Are video games like novels? Perhaps not exactly, but as literary scholar Eric Hayot asserts, “Any understanding of video games that does not include the novel…will necessarily be incomplete.” Video games are influenced by more traditional forms of storytelling, but also influence storytelling in return. And tracing their history reveals unusual ways video games have toyed with conventional ideas of fiction.

Early research on video games tended to emphasize their differences from traditional storytelling. Hayot writes that “games were so different from novels, movies, or dramas that anyone simply looking to fit them into this longer aesthetic story would effectively be trying to ‘colonize’ a new medium.” And that was coming from those who championed the game. Maybe that was true for games like Tetris Where Super Mario Brothers where “kinesthetic and interactive structures” i.e. running, jumping and spinning were the main focus. But like any other medium, it’s hard to put them all in one box, or give them all a similar definition. As Hayot points out, “A lot of video games involve stories, enough that trying to think about what games do or are, culturally speaking, without any idea of ​​how storytelling works would be a pretty weird thing to do. .”

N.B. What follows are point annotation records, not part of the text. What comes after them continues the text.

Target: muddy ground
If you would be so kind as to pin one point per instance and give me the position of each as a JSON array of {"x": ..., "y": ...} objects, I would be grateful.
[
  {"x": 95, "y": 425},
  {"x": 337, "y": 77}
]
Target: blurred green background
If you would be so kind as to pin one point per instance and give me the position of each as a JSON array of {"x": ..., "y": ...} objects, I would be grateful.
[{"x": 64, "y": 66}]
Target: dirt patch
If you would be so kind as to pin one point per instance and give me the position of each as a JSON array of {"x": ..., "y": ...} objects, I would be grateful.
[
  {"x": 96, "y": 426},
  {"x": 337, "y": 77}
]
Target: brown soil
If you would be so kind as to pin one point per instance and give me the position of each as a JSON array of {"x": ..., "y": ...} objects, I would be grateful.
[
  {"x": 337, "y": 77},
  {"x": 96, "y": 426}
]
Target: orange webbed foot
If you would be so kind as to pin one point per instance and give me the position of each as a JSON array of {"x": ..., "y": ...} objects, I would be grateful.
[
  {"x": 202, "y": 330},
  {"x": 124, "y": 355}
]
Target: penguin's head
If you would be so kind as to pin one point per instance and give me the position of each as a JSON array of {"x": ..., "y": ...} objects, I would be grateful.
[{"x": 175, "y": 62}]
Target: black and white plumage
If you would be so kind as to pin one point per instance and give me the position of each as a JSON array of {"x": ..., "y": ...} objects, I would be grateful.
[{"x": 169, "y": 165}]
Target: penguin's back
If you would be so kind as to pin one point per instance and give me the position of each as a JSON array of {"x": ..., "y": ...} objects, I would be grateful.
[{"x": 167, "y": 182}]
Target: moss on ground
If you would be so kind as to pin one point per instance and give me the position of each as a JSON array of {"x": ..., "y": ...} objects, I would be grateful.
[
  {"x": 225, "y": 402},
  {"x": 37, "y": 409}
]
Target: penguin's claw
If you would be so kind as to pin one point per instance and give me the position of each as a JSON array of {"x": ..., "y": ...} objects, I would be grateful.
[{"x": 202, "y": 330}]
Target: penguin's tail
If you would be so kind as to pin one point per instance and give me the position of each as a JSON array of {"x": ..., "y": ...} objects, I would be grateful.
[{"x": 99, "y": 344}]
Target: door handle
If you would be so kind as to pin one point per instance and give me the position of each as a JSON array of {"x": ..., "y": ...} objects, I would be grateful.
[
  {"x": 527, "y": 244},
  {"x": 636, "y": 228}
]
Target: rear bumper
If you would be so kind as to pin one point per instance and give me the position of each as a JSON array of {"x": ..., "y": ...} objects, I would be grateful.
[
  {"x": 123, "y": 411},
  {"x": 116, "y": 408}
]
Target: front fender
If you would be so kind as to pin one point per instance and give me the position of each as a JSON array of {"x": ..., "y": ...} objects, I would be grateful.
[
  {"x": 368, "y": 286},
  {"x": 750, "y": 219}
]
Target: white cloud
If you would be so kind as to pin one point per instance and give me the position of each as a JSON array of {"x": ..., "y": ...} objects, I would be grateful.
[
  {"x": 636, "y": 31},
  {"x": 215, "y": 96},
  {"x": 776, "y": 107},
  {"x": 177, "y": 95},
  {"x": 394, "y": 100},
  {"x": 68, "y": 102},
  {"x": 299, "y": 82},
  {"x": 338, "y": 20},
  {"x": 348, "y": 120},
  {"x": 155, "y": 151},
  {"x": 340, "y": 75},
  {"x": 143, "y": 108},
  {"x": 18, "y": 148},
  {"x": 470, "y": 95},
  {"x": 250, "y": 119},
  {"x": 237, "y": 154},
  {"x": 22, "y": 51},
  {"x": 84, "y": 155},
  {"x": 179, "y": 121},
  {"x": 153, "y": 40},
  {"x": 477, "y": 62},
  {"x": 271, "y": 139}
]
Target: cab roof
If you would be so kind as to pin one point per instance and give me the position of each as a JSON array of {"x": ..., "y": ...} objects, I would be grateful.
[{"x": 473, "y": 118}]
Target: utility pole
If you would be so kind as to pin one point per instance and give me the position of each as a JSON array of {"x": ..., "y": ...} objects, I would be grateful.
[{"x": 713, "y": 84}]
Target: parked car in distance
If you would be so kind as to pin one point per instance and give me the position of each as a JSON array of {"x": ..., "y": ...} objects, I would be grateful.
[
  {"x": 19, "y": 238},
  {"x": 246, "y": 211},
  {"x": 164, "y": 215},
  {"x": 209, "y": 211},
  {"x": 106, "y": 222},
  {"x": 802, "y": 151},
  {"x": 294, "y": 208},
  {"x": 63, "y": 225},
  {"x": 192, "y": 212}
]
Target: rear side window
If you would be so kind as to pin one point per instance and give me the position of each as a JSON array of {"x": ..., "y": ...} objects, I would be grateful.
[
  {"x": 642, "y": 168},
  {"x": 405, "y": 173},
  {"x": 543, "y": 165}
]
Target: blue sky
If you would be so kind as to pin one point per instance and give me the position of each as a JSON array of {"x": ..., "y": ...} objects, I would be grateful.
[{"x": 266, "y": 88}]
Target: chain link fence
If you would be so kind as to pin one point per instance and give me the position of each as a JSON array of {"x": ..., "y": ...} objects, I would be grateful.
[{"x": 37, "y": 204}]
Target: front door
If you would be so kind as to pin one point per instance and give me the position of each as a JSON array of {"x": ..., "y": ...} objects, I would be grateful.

Take Spike Lee’s 2015 movie live a dream, a 90 minute film that Video game researcher TreaAndrea M. Russworm describes it as “a dark family melodrama.” That Lee, a prolific filmmaker, would make a movie is not news. What made this one so different was its inclusion in a video game. The mediums collide in what Russworm notes as an intentional disruption of the “boundaries between video games and film, gameplay and viewer.” The movie appears in NBA 2K16The “MyCareer” mode of, and “is something that will centralize a narrative, or as Lee tells his audience, this time the mode will feature his type of storytelling.” As Russworm explains, elements of the game/movie “prevent any attempt to impact the narrative”, making it not quite a game. Where a film, but a different type of narration.

Although early video games like pong may have lacked what we think of as a narrative, games “belong to a longer history of storytelling,” Hayot writes. Sure, it’s just a white ball bouncing from paddle to paddle on a pixelated screen, but it draws inspiration from past lore. “Interaction has been a story mode for centuries,” says Hayot, noting the history of screams on every stage, from Punch and Judy performances to Shakespeare. And as Russworm writes, the “synergy between acting and film… blurs many of the traditional and formal distinctions between the two mediums.” Video games are not only their own way of telling stories, but continually draw inspiration from others, creating a new way of thinking about the craft. As Hayot explains, “any true understanding of what narrative aesthetics does in general is impossible if we don’t also understand the work that video games do on this front.”